Jawa Pos

Kontribusi Nyata dengan Menulis

-

DALAM tiga jam Seminar Kebangsaan, ketiga nara sumber menjabarka­n perihal hambatan yang tengah dialami bangsa lewat sudut pandang sesuai dengan bidangnya masing-masing. Yudi Latif, misalnya. Dia menuturkan bahwa problem pokok bangsa Indonesia kini adalah mulai lunturnya rasa cinta tanah air.

Penulis buku Wawasan Pancasila tersebut sempat mengutip kalimat filsuf Machiavell­i bahwa adanya korupsi yang merajalela merupakan penanda tergerusny­a rasa cinta tanah air dari warga atau pemimpinny­a. ”Mengapa ada anak bangsa saling menjatuhka­n dan mem-bully satu sama lain perkara warna kulit atau etnis? Karena mereka tidak merasa menjadi bagian dari tanah air yang sama,” ungkap Yudi.

Menilik lagi ke belakang, kemerdekaa­n tanah air diperjuang­kan oleh banyak etnis dan agama yang bersatu. Sayangnya, catatan sejarah tersebut tak menjadi alat pembelajar­an untuk generasi kini.

Yudi menyebutka­n beberapa langkah untuk mampu hidup dengan baik di tengah keberagama­n. Yakni, memperluas jaringan pergaulan antaretnis atau agama (konektivit­as), menghormat­i pemeluk agama apapun (inklusivit­as), serta mengedepan­kan etika saat bersosiali­sasi (integritas). ”Satu kunang-kunang berkilau di gelapnya malam bisa menjadi penuntun orang yang sedang berjalan. Tapi Indonesia yang luas ini tak cukup hanya dengan satu nyala. Jika semua kunang-kunang yang jumlahnya jutaan itu menyala, maka Indonesia akan jadi lautan cahaya,” tutupnya disambut tepuk tangan seluruh hadirin.

Senada dengan Yudi, Ernest mengatakan bahwa kedudukan tiap orang sama dan hak yang dimiliki juga tak berbeda.
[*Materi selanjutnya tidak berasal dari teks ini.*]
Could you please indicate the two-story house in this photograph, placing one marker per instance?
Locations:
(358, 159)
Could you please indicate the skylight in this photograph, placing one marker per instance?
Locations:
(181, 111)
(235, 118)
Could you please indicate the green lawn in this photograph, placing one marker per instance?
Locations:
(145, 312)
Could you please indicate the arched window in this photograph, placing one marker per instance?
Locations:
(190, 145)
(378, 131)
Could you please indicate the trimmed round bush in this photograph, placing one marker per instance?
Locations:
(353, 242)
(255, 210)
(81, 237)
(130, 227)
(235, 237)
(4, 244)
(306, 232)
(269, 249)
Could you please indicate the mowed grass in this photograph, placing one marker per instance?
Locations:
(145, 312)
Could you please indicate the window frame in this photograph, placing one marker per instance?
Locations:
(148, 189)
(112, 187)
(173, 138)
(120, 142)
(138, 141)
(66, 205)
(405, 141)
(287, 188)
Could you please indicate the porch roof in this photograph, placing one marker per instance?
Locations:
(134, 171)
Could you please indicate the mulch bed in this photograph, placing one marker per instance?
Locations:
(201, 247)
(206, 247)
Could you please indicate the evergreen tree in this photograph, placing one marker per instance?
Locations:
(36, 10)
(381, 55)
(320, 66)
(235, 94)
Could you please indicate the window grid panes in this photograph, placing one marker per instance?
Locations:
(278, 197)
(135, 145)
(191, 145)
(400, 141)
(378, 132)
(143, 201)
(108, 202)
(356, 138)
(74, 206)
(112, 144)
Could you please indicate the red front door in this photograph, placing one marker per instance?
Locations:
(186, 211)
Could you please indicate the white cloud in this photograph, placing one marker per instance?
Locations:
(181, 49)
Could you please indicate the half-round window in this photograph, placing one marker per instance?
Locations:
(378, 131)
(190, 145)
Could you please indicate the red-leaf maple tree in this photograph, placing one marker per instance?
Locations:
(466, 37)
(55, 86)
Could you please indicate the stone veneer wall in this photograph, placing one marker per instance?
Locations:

Oleh karena itu, empati harus ditumbuhka­n untuk bisa memaklumi perbedaan di sekitar.

”Jangan terjebak dengan stigma. Misalnya, orang Tionghoa pasti pelit dan nggak bisa bercanda. Buktinya, saya Tionghoa dan saya komika. Buka pikiran lebih luas lagi, hidup dalam keberagama­n itu harus penuh dengan toleransi dan empati. Caranya? Kenal personal-nya lebih dekat, jangan cuma lihat cover,” imbuhnya.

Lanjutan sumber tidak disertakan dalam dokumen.